In 2021, the company committed to reducing Scope 1 and Scope 2 greenhouse gas emissions by 30% and increasing operational energy efficiency by 20% by 2030. Sherwin-Williams traditionally used an internal process (Waste Value Stream Mapping) to identify new sustainability projects, but the company recognized the need for external energy audits to identify new opportunities and accelerate energy and emissions savings.
Sherwin-Williams worked with the third party to audit eight of their manufacturing and distribution sites and five of their blending facilities during 2021. In addition, the company defined a new process to operationalize energy audits internally in the future. The opportunities identified during the audits focused primarily on the following categories: compressed air systems, process heating and cooling systems, HVAC, lighting, and plug loads.
Sherwin-Williams’ first step was to develop a Request for Proposal (RFP) for potential bidders. The project deliverables for the auditors were scoped into the following list:
- A thorough assessment of facility infrastructure equipment (e.g., HVAC, compressed air systems, chillers, heat exchangers)

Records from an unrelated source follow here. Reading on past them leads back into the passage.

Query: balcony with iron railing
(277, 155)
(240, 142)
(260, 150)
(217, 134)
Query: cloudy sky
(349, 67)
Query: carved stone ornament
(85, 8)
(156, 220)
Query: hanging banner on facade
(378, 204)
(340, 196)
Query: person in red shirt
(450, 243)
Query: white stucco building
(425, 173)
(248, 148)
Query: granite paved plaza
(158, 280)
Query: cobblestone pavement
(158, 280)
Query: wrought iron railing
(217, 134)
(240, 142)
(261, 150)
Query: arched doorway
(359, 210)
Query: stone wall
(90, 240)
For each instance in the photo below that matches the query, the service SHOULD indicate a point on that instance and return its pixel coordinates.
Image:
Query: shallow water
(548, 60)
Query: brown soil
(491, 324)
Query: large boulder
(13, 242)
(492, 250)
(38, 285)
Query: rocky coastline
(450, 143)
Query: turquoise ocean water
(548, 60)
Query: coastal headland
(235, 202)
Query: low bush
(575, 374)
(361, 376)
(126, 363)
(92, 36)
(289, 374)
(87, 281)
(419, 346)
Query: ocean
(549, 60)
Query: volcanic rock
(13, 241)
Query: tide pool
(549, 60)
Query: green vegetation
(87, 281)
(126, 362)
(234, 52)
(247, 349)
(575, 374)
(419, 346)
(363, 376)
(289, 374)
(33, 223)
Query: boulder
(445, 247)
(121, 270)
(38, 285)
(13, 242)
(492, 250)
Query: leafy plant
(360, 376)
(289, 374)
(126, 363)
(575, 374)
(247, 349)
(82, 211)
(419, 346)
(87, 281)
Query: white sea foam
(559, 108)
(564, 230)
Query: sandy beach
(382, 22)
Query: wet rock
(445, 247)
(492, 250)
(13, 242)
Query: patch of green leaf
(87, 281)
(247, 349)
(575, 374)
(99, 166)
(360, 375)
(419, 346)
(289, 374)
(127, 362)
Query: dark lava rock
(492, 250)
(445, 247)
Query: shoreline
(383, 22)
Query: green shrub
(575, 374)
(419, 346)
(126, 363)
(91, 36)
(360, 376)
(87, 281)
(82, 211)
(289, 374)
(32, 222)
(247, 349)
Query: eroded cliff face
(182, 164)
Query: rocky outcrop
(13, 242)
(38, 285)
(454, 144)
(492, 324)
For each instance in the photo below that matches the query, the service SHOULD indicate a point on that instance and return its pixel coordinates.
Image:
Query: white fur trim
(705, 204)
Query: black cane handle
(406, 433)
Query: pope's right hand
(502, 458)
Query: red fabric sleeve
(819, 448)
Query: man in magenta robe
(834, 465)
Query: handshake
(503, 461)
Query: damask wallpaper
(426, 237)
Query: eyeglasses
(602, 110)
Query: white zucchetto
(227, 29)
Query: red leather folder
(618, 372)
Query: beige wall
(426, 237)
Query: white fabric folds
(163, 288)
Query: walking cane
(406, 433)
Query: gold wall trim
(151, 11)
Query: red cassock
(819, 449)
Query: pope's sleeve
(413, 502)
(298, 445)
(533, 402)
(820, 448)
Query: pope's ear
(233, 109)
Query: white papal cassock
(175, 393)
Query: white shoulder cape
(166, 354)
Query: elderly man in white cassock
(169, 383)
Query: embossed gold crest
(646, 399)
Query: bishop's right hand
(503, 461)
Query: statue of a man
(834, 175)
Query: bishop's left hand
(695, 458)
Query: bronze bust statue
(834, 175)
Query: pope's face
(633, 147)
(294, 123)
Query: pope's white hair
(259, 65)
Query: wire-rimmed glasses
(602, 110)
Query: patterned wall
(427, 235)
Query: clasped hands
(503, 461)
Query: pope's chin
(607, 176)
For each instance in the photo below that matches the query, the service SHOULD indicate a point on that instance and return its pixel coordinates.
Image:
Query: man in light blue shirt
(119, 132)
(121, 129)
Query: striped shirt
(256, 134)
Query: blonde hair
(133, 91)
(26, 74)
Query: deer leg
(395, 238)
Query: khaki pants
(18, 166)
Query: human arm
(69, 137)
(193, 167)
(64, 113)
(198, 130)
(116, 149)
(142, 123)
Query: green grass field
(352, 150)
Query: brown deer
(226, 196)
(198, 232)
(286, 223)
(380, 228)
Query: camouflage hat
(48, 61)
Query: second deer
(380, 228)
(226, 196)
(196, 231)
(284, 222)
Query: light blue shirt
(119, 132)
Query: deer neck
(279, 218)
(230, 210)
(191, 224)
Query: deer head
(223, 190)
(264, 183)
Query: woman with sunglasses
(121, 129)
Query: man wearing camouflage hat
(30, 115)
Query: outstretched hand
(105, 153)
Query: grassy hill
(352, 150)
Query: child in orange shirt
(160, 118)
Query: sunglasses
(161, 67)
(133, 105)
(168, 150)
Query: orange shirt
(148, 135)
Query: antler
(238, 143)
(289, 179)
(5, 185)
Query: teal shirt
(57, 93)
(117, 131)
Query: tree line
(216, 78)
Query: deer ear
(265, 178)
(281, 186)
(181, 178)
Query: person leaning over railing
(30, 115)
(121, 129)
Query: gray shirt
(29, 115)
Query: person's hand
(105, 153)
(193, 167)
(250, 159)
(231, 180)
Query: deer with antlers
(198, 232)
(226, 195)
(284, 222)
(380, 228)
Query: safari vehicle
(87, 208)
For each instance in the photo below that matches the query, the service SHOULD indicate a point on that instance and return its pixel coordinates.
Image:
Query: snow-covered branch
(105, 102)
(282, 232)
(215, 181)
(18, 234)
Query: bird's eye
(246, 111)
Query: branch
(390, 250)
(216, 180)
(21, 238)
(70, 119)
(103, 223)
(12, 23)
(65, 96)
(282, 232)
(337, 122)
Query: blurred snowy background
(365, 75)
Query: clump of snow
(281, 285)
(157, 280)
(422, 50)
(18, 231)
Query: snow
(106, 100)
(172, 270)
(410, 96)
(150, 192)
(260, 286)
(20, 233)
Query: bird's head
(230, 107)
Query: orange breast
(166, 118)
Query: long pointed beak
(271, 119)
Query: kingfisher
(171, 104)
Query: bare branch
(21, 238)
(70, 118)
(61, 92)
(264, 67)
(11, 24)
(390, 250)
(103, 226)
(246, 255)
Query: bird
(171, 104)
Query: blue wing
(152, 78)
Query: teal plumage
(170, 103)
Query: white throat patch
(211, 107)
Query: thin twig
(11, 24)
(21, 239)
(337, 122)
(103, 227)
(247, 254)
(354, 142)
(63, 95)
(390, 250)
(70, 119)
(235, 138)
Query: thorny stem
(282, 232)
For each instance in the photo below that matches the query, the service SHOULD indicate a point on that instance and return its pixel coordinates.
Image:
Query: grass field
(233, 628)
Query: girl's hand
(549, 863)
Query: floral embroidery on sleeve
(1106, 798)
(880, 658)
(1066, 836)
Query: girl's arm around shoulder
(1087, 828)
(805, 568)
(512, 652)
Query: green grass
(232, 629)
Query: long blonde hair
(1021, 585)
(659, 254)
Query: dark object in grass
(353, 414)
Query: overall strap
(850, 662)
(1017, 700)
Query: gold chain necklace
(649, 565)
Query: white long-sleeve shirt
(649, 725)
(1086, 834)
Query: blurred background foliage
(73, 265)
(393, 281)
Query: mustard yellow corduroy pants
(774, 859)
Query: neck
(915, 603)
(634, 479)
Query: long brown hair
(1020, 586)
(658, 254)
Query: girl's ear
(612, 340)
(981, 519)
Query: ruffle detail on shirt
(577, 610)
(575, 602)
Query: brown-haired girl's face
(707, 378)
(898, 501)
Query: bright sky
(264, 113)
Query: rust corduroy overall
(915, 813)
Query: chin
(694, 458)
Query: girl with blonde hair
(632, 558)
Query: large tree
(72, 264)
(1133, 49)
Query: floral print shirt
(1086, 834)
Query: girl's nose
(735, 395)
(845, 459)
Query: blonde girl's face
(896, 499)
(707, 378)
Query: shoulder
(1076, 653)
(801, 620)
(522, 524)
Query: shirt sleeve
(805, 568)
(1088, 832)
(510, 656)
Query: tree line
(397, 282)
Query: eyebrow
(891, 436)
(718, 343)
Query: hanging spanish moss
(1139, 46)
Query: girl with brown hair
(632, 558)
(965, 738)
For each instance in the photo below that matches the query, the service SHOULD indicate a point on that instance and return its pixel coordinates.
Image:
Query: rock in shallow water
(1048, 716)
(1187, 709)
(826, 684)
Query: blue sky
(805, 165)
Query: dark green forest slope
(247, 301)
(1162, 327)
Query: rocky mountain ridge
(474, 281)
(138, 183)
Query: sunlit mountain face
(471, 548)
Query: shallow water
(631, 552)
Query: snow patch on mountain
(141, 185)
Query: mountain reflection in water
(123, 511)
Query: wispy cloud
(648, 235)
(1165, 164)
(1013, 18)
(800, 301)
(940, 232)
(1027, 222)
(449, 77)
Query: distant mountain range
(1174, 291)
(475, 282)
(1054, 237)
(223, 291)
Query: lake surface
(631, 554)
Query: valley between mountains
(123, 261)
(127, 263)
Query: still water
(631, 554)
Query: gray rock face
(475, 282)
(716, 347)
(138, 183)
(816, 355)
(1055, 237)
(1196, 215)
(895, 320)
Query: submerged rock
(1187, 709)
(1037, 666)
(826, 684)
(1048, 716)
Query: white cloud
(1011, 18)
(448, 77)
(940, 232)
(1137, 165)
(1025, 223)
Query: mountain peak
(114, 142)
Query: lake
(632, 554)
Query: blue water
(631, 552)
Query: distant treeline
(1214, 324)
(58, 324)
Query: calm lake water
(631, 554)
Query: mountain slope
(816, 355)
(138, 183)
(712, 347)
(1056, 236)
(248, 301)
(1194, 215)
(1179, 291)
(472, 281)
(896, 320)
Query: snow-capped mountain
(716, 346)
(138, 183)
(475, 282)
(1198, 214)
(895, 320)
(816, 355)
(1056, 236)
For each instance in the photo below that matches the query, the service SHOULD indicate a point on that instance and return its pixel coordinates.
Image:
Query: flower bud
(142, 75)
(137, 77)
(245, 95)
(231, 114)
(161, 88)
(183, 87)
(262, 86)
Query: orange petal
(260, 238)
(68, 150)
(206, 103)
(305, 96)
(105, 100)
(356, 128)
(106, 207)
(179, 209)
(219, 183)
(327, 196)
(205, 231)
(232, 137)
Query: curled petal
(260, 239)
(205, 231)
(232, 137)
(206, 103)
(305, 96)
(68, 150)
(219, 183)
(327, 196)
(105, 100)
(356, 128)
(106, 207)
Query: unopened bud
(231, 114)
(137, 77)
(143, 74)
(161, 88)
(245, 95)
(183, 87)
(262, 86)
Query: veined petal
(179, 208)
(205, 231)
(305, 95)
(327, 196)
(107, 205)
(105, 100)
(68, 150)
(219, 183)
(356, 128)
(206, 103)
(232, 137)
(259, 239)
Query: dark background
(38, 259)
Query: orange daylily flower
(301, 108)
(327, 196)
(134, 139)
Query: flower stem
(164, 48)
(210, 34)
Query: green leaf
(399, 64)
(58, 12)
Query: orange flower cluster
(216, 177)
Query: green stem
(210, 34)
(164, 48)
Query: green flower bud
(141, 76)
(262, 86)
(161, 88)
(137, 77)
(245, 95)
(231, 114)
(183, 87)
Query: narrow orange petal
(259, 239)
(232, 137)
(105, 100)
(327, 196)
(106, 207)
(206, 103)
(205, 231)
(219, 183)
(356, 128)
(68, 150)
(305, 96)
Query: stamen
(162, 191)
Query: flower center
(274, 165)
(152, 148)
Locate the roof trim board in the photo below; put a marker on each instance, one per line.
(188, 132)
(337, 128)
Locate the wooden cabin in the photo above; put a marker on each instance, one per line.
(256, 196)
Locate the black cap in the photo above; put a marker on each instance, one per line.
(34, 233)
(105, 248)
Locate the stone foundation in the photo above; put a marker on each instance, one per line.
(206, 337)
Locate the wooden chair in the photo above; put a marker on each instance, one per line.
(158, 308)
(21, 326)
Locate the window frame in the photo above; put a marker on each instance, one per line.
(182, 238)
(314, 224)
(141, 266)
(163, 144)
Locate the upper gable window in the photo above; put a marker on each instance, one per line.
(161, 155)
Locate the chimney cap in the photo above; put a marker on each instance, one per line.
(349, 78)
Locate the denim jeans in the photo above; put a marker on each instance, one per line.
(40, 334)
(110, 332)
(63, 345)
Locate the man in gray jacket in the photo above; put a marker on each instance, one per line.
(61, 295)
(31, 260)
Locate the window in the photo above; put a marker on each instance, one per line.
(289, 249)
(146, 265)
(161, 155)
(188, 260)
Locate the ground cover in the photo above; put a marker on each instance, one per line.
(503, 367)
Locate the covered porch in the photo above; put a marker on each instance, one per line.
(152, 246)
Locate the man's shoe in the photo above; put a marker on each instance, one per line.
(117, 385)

- A thorough assessment of facility processing equipment (e.g., motors, reactors)
- Energy profile - list of all equipment, size(s), and contribution to energy usage (per day and year)
- Identification of submetering opportunities
- Identification of renewable energy opportunities
- List of innovative energy opportunities
- Comprehensive list of current and future project opportunities documented in a form developed by the company which includes the following:
- Energy savings estimate
- Renewable energy addition (if applicable)
- Operating cost (O&M)
- Capital Cost
- Current Rate/Tariff for Location
- Internal Rate of Return (IRR)
- Timeline
- Translation to English (if required)
- The energy profile is delivered in a spreadsheet in addition to the final report
Six vendors submitted bids for the RFP, and Edison Energy was awarded the final contract based on the alignment of their experience with Sherwin-Williams’ expectations. Sherwin-Williams’ Energy Audit team comprised internal professionals across Environment, Health, and Safety, Engineering, and Purchasing. The development of the RFP started in March 2021 and once finalized, it was sent to bid in April with responses due in May. After reviewing and ranking the responses, the final contract was awarded in June. The Energy Audit project began in August 2021 and the auditing timeline developed thereafter. Each audit lasted two to three days with a closing report of high-level findings on the final day.
Sherwin-Williams shared all the projects and audits internally on their Sustainability SharePoint. Upon receiving the results of the audits, personnel across engineering, operations, environment, health, and safety met internally to prioritize the projects for future capital resourcing.
Partnering with a third party helped Sherwin Williams identify new project opportunities and gave them insights and best practices for their internal energy auditing process. During each audit, Environment, Health and Safety, and Engineering personnel accompanied Edison Energy auditors to help them understand the equipment and identify areas to focus on during an energy audit. This involvement contributed to the development of Sherwin-Williams’ energy audit process and, eventually, to an internal Sustainability Playbook focused on optimizing energy usage within their operations. They are also actively working with the Regional Engineering team to review completed audits and apply the insights they gained to sites with similar systems and technologies.
The final audit reports and summarized list of project opportunities were completed in February 2022. The cost to implement the Energy Audit project was approximately $170,000. Some of the audit findings were implemented immediately - for example, one of Sherwin Williams’ sites was able to shut down a dust collector that was no longer needed. This resulted in an estimated 650,000 kWh per year in energy savings and avoided 380 metric tons of CO2 emissions. The audit reports provided detailed cost information to implement each improvement and a corresponding return on investment to help the prioritization process.